На Марии была ярко-розовая юбка с множеством оборок, похожая на махровый цветок — на гвоздику, на пион, — едва прикрывавшая колени. Это было бы полбеды.
Сверху… ее грудь…
Я не удивился бы, если бы ее грудь была обнажена.
Я не удивился бы, если бы ее грудь была закутана в прозрачный газ. В рыболовную сеть. В грубую мешковину. В любое тканое человеком полотно.
Но ее грудь была закована.
Закована в жесткую темную, как темный мед, медь.
Медь. Железо. Латы. Рыцарские латы.
Какой театр она, умалишенная, ограбила?! С какого Рыцаря Печального Образа латы стащила?!
Станкевич ударил кулаком в медный панцирь. Заорал: «Откуда ты это взяла?! Раздевайся сейчас же! До выхода осталось, кляча, всего пятнадцать минут! А ты даже еще не разогрелась! У-у-у, задница…» Мария отодвинула от себя его кулак, как вещь. «Не мешайте мне. Иван, — обернулась она ко мне, и глаза ее заблестели неожиданно просяще и покорно, как у овечки, — это задача. Задача, понимаешь? Ты должен, танцуя со мной сначала малагенью, потом севильяну, потом, уже в полном безумии, последнюю олу… ты должен… стараться… снять с меня этот панцирь… не руками, понимаешь?.. а любовью… Ты должен меня любить так, чтобы эта скорлупка… ну… упала… чтобы ты вынул меня из-под нее — живую!.. чтобы ты не дал мне умереть… хоть меня, по сценарию, и сжигают на костре… понимаешь?..»
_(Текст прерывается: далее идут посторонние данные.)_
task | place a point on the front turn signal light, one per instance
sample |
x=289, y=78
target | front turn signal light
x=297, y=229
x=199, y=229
Я, кажется, начинал понимать. Она переиграла весь сценарий! Она хотела все сделать по-другому! Хотела сама! Ей не нужен был никакой Станкевич!
Ей нужен был я.
Она проверяла меня на прочность.
«А ты… не отчебучишь ничего там, на сцене?.. Рисунок танца остается, надеюсь, тот же?..» Она пожала плечами. Что означало: а черт его знает!
И она снова натянула на себя черный балахон, приладила к лицу маску Смерти, запахнулась, закрылась локтем, и я проклинал все на свете, а особенно тот день, когда Родька эту испанскую авантюристку привел ко мне.
И мы вышли на сцену, а зал сначала взорвался, потом притих. Зал будто молился нам тишиной.
Мария стала танцевать. Я забыл о себе. О своем танце. Меня не было. Она заполнила, заполонила все — и зал и небеса, и меня и себя. Она маячила передо мной черной Смертью. Она взмахивала надо мной руками, как взмахивает Смерть косой. Я, казалось, видел и чувствовал, как катится, скошенная, с плеч моя голова. Она падал на пол, застывала черной горой. Публика недоумевала: вот это наряд! Публика оторопела, когда Мария, при особо мощном минорном аккорде гитар — а на шоу «АУТОДАФЕ» нам аккомпанировала не одна, не две, не три — ни много ни мало двадцать гитар! целый оркестр! — после моего отчаянного жеста, когда я заслонился от смертного видения рукой: уйди! Не хочу! Я еще не твой! — внезапно сбросила балахон. Я пропустил тот миг, когда черный балахон Смерти сорвался с ее плеч и, несомый дикой музыкой — уже звучала не севильяна, а огненная, сумасшедшая ола, — полетел в дальний угол сцены. Мария танцевала босиком, так, как и надо было в древности танцевать фламенко. Все каблучки и туфельки придумали потом. Во времена Гойи кокетничали каблучками. Во времена Анниты Дамиани олу плясали босиком, а после этого танца женщина отдавалась мужчине, понравившемуся ей.